El paso decisivo se dio el 2 de noviembre de 1917, cuando el entonces secretario de Relaciones Exteriores del Reino Unido, Arthur James Balfour, firmó una carta dirigida a Lionel Walter Rothschild, líder de la comunidad judía británica y miembro destacado del movimiento sionista. Esta carta, conocida como la Declaración Balfour, afirmaba: “El Gobierno de Su Majestad ve con buenos ojos el establecimiento en Palestina de un hogar nacional para el pueblo judío, y empleará sus mejores esfuerzos para facilitar la consecución de este objetivo…”
Balfour Declaration in the Times 9 November 1917 - commons.wikimedia
La Declaración Balfour fue el primer reconocimiento oficial de una potencia mundial al objetivo sionista de establecer una presencia nacional en Palestina. Pero no era una simple expresión de simpatía: estaba cargada de consecuencias geopolíticas. El documento omitía deliberadamente mencionar los derechos políticos de los árabes que habitaban la región, reduciéndolos a “comunidades no judías”, a pesar de que constituían el 90% de la población.
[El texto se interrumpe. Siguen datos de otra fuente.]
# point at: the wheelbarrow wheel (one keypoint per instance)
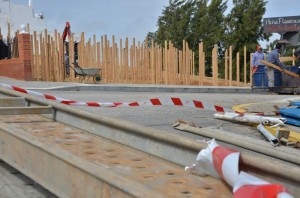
(97, 78)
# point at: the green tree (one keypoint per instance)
(208, 25)
(244, 24)
(174, 23)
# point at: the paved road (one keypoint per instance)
(159, 117)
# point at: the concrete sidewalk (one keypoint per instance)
(70, 86)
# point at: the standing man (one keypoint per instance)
(256, 57)
(274, 59)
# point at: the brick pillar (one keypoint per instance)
(25, 55)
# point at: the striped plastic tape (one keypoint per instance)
(223, 163)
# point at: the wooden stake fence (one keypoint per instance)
(133, 63)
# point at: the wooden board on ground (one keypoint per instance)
(287, 58)
(279, 68)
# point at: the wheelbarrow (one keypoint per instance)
(83, 73)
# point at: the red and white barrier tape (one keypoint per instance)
(151, 102)
(222, 162)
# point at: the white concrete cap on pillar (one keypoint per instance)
(23, 29)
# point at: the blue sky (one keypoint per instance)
(124, 18)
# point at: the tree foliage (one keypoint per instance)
(205, 21)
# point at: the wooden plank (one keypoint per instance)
(279, 68)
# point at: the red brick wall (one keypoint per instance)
(19, 68)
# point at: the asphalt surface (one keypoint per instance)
(159, 117)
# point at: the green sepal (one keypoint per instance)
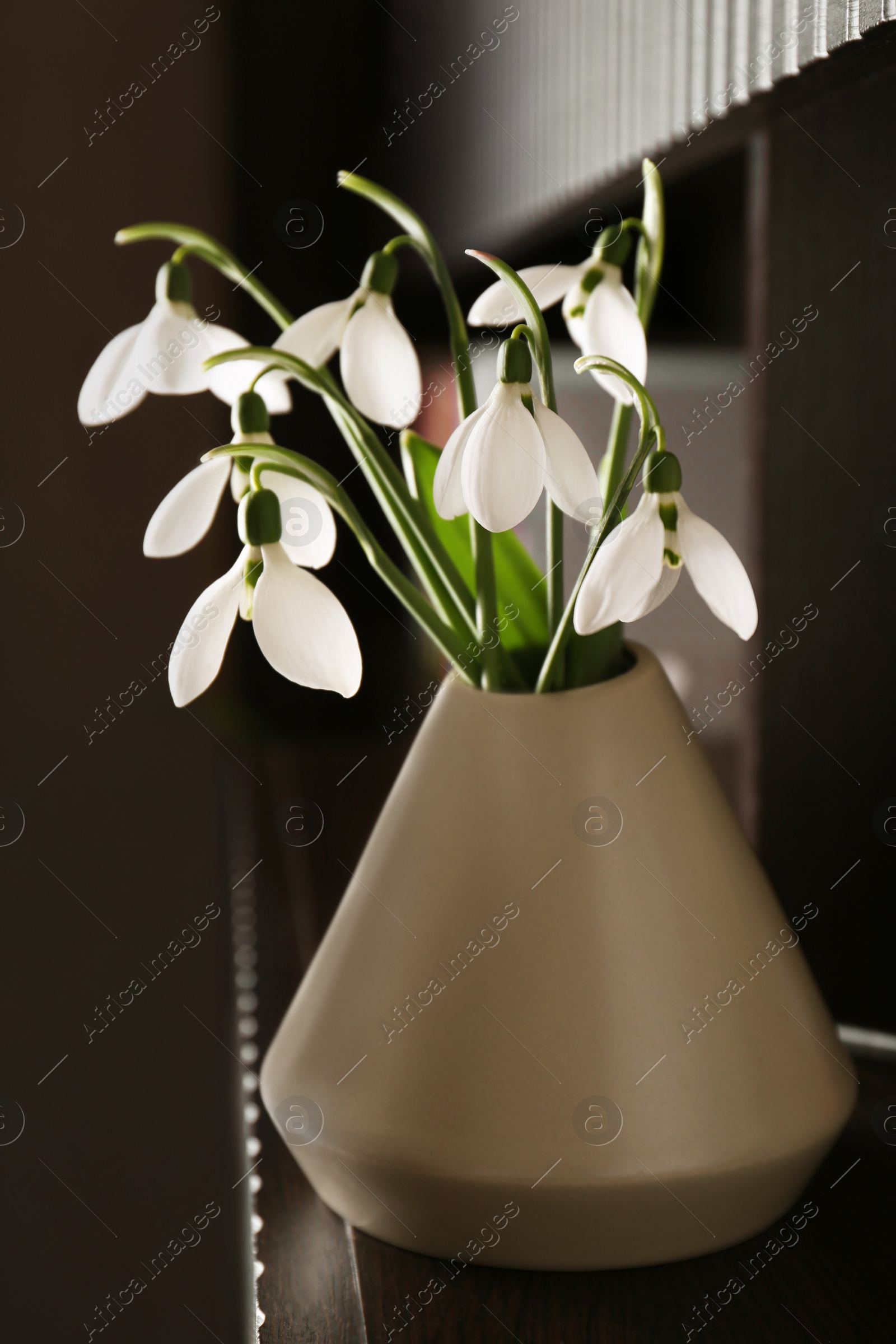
(258, 521)
(669, 516)
(661, 474)
(517, 577)
(253, 570)
(515, 362)
(249, 414)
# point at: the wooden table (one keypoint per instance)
(830, 1276)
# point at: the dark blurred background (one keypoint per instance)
(130, 835)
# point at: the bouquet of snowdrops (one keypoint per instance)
(453, 510)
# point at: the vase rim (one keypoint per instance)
(645, 660)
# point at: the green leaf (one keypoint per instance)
(652, 244)
(517, 577)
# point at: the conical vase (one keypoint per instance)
(559, 1019)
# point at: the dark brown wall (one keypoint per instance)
(129, 1137)
(828, 706)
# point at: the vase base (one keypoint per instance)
(615, 1225)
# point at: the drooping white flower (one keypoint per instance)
(301, 628)
(600, 312)
(500, 459)
(378, 362)
(164, 355)
(189, 510)
(641, 565)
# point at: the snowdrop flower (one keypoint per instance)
(189, 510)
(600, 312)
(638, 572)
(164, 354)
(500, 459)
(301, 628)
(378, 362)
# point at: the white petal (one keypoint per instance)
(105, 395)
(668, 580)
(171, 348)
(199, 650)
(503, 465)
(228, 381)
(302, 629)
(309, 528)
(379, 365)
(625, 572)
(187, 511)
(568, 476)
(497, 307)
(448, 494)
(612, 327)
(318, 335)
(716, 572)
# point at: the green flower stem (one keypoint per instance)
(651, 429)
(418, 234)
(538, 338)
(440, 577)
(614, 459)
(199, 244)
(419, 237)
(304, 469)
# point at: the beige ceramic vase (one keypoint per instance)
(559, 1019)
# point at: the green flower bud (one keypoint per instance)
(258, 519)
(661, 474)
(591, 280)
(381, 273)
(515, 362)
(174, 283)
(249, 414)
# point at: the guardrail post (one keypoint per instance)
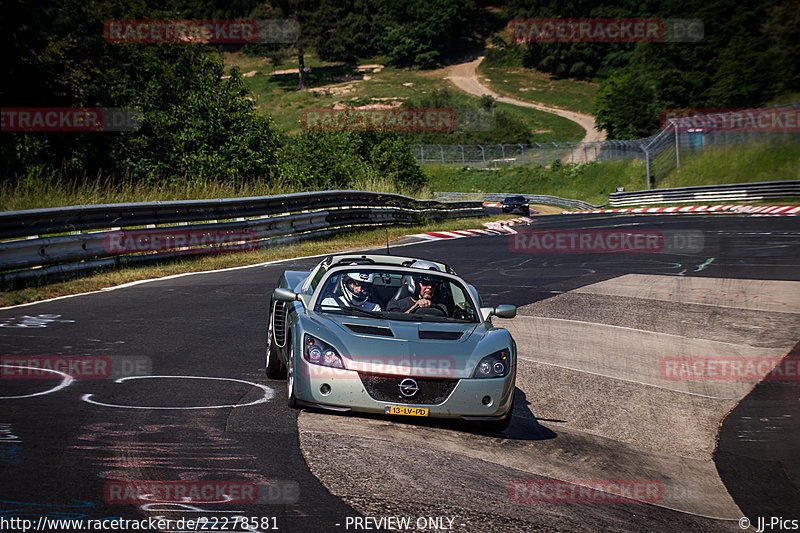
(674, 124)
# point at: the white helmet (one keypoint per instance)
(421, 264)
(363, 278)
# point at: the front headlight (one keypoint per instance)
(496, 365)
(320, 353)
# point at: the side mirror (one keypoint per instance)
(285, 295)
(502, 311)
(505, 311)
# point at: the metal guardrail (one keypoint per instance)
(711, 193)
(530, 198)
(83, 233)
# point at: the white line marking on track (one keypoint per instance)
(268, 394)
(65, 382)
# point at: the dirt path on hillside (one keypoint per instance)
(464, 77)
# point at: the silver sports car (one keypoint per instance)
(393, 335)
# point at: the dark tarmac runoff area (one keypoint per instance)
(664, 372)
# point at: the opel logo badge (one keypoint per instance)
(409, 388)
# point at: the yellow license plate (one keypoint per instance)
(408, 411)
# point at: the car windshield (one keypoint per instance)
(396, 295)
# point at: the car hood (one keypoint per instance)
(405, 348)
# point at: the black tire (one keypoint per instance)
(291, 400)
(273, 364)
(498, 426)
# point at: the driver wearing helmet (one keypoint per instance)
(355, 288)
(424, 290)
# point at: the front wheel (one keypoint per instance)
(275, 368)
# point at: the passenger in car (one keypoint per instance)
(423, 297)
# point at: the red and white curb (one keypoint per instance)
(786, 210)
(498, 227)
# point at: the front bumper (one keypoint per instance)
(346, 390)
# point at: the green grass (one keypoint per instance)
(335, 84)
(593, 182)
(588, 182)
(43, 192)
(533, 86)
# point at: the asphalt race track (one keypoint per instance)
(594, 399)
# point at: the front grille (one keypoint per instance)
(387, 389)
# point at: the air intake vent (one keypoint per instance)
(370, 330)
(440, 335)
(279, 323)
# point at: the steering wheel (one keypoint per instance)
(433, 311)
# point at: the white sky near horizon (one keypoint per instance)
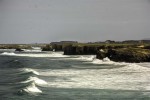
(44, 21)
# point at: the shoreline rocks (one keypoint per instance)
(131, 55)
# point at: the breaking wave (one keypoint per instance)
(30, 70)
(32, 89)
(51, 54)
(35, 80)
(8, 53)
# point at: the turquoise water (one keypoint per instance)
(53, 76)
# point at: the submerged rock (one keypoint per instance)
(125, 55)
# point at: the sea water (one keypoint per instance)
(33, 75)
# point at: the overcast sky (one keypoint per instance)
(35, 21)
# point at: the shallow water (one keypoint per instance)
(53, 76)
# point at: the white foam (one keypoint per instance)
(8, 53)
(129, 77)
(30, 70)
(36, 80)
(32, 89)
(50, 54)
(107, 61)
(32, 50)
(83, 58)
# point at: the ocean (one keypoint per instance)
(36, 75)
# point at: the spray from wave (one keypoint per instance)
(51, 54)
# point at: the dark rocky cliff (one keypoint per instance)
(125, 55)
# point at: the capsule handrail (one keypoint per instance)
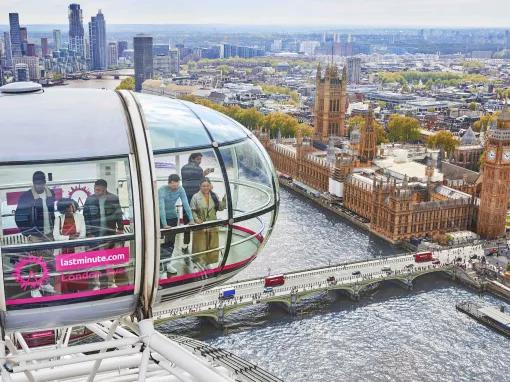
(247, 238)
(66, 244)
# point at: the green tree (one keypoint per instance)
(503, 93)
(443, 140)
(403, 129)
(485, 121)
(126, 84)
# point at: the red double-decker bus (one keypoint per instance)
(273, 281)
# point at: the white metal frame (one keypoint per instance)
(120, 356)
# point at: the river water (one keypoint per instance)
(390, 335)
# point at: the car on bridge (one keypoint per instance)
(423, 257)
(275, 280)
(227, 294)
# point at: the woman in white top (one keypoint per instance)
(69, 224)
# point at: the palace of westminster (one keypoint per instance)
(404, 191)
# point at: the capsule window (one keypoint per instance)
(67, 232)
(193, 212)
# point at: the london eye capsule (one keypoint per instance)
(115, 202)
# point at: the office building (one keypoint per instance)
(143, 60)
(21, 72)
(160, 49)
(23, 32)
(121, 47)
(165, 66)
(57, 39)
(308, 47)
(30, 50)
(175, 61)
(32, 63)
(15, 35)
(97, 34)
(8, 51)
(45, 51)
(354, 70)
(76, 33)
(113, 55)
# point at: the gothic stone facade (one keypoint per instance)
(496, 180)
(400, 213)
(330, 104)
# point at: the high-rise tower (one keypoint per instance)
(330, 103)
(57, 39)
(76, 34)
(15, 34)
(496, 180)
(143, 60)
(8, 50)
(97, 34)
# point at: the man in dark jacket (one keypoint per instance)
(192, 174)
(102, 212)
(35, 212)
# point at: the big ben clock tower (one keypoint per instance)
(496, 180)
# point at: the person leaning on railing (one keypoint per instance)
(35, 212)
(102, 212)
(205, 204)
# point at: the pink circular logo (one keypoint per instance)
(31, 272)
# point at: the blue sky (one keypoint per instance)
(445, 13)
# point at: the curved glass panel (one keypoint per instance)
(185, 203)
(248, 239)
(62, 123)
(250, 177)
(171, 124)
(222, 128)
(66, 232)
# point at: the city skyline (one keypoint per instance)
(371, 13)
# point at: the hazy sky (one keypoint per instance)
(446, 13)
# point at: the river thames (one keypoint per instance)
(390, 335)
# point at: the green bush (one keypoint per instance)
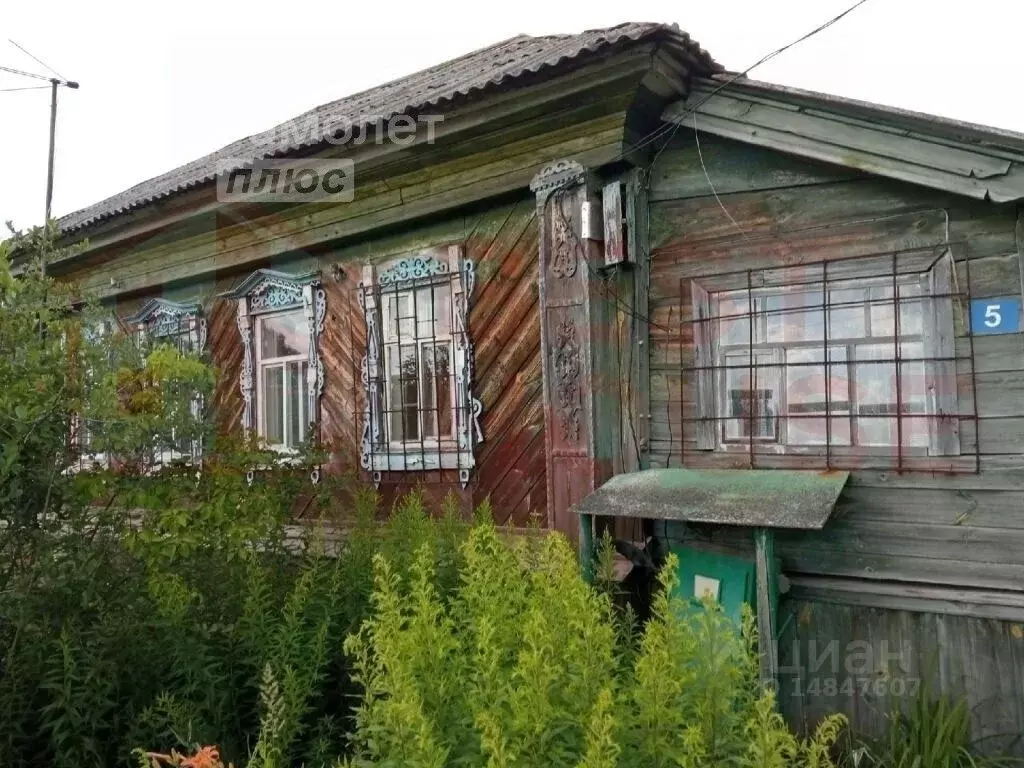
(931, 731)
(520, 666)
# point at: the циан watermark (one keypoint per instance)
(856, 669)
(287, 180)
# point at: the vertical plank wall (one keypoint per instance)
(927, 563)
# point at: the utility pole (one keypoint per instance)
(54, 84)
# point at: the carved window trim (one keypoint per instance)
(444, 265)
(268, 292)
(173, 322)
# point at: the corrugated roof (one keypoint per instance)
(497, 67)
(963, 158)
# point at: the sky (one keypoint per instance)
(165, 83)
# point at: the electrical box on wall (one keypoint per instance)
(614, 224)
(590, 217)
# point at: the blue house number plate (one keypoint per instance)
(995, 315)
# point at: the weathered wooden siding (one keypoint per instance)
(226, 355)
(504, 326)
(341, 349)
(962, 529)
(926, 564)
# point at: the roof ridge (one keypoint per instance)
(500, 65)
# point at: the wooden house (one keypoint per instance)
(607, 256)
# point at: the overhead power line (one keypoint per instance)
(36, 58)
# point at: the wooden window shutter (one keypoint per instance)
(705, 353)
(941, 368)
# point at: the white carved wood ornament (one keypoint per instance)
(446, 266)
(265, 292)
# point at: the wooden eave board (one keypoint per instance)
(762, 498)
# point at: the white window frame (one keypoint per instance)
(935, 337)
(163, 320)
(379, 287)
(265, 293)
(444, 442)
(282, 363)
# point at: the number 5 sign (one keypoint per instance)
(995, 315)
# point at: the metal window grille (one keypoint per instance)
(836, 365)
(421, 420)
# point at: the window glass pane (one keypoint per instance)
(788, 321)
(436, 391)
(810, 394)
(751, 397)
(296, 402)
(273, 404)
(734, 321)
(883, 310)
(846, 313)
(403, 392)
(284, 335)
(400, 326)
(877, 395)
(433, 311)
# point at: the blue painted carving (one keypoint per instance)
(414, 267)
(374, 454)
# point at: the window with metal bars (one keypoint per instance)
(281, 320)
(834, 358)
(418, 372)
(182, 327)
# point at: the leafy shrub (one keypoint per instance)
(519, 667)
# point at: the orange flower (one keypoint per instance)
(208, 757)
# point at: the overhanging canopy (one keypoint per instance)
(760, 498)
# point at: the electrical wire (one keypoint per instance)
(696, 135)
(744, 73)
(671, 130)
(36, 59)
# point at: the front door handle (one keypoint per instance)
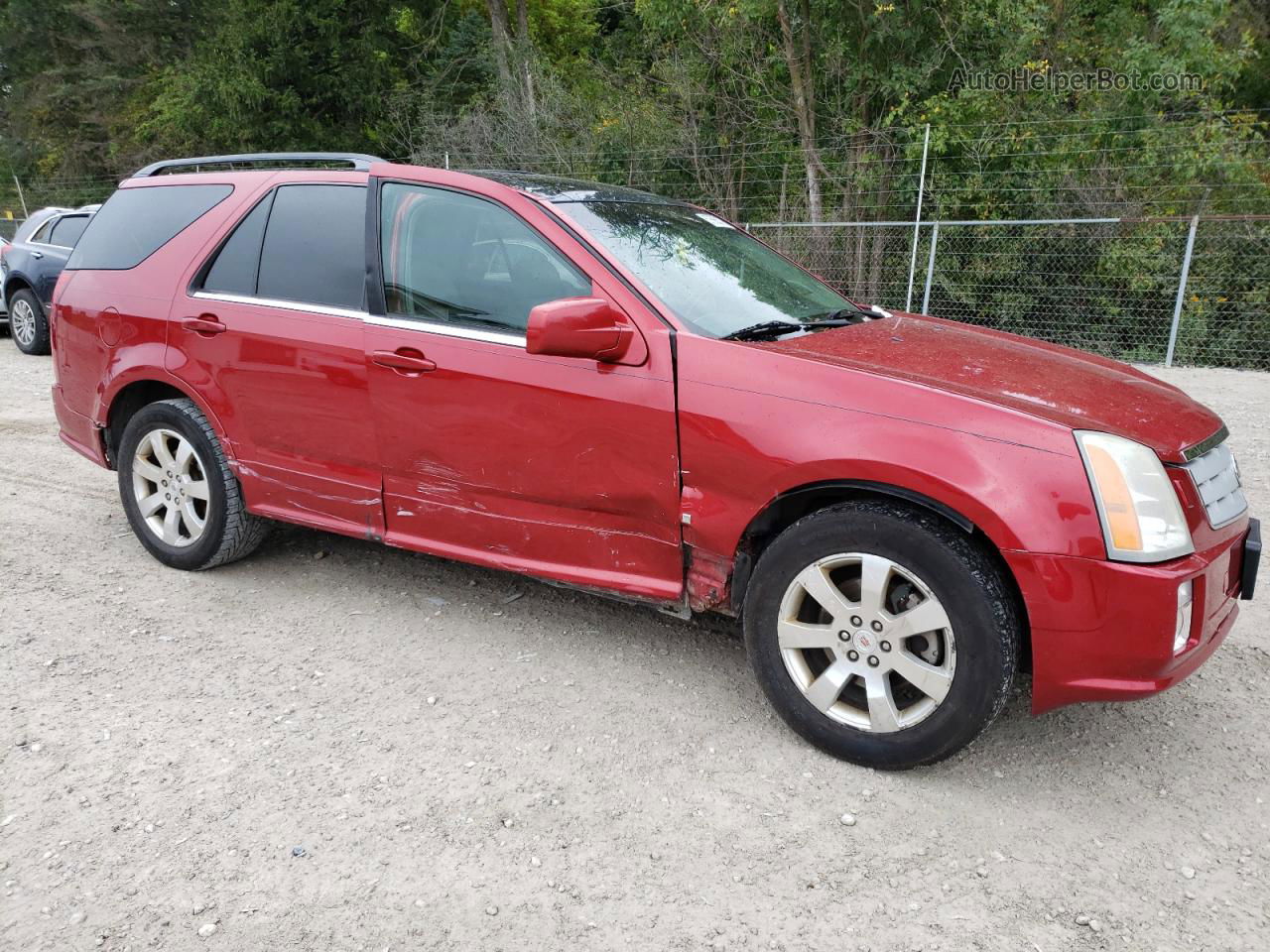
(405, 361)
(204, 325)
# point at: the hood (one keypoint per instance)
(1069, 388)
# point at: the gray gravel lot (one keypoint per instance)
(333, 746)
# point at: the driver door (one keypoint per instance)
(554, 466)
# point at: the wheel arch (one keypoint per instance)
(123, 404)
(789, 507)
(16, 282)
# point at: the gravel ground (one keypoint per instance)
(333, 746)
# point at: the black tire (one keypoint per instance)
(976, 601)
(39, 344)
(230, 532)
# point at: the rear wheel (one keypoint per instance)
(881, 635)
(27, 322)
(182, 499)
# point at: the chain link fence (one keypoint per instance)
(1110, 286)
(1074, 230)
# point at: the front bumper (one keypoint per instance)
(1103, 631)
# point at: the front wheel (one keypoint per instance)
(881, 634)
(28, 325)
(182, 499)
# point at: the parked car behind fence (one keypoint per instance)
(30, 267)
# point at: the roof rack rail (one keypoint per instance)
(359, 163)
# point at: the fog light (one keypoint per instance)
(1182, 634)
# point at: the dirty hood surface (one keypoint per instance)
(1069, 388)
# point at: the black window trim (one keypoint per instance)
(49, 223)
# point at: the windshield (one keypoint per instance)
(715, 277)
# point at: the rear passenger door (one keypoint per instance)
(271, 333)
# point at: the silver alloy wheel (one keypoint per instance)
(22, 321)
(171, 486)
(866, 642)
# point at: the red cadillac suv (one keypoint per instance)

Además, fue utilizado como herramienta diplomática para obtener el apoyo de los judíos internacionales (especialmente los vinculados al poder económico y mediático) en favor de la causa aliada durante la guerra.
La ocupación británica de Palestina tras el fin de la guerra, combinada con el respaldo financiero de familias como los Rothschild y el reconocimiento diplomático contenido en la Declaración Balfour, permitió una aceleración del proceso migratorio judío a la región, el desarrollo de instituciones autónomas (como la Agencia Judía) y la progresiva consolidación del proyecto sionista como una realidad política en marcha. La semilla sembrada décadas antes en los círculos financieros y diplomáticos de Europa comenzaba a dar frutos sobre el terreno, bajo la sombra de una potencia colonial y con la resistencia creciente de la población árabe autóctona, que veía cómo su tierra pasaba a ser escenario de un plan cuidadosamente diseñado sin su consentimiento.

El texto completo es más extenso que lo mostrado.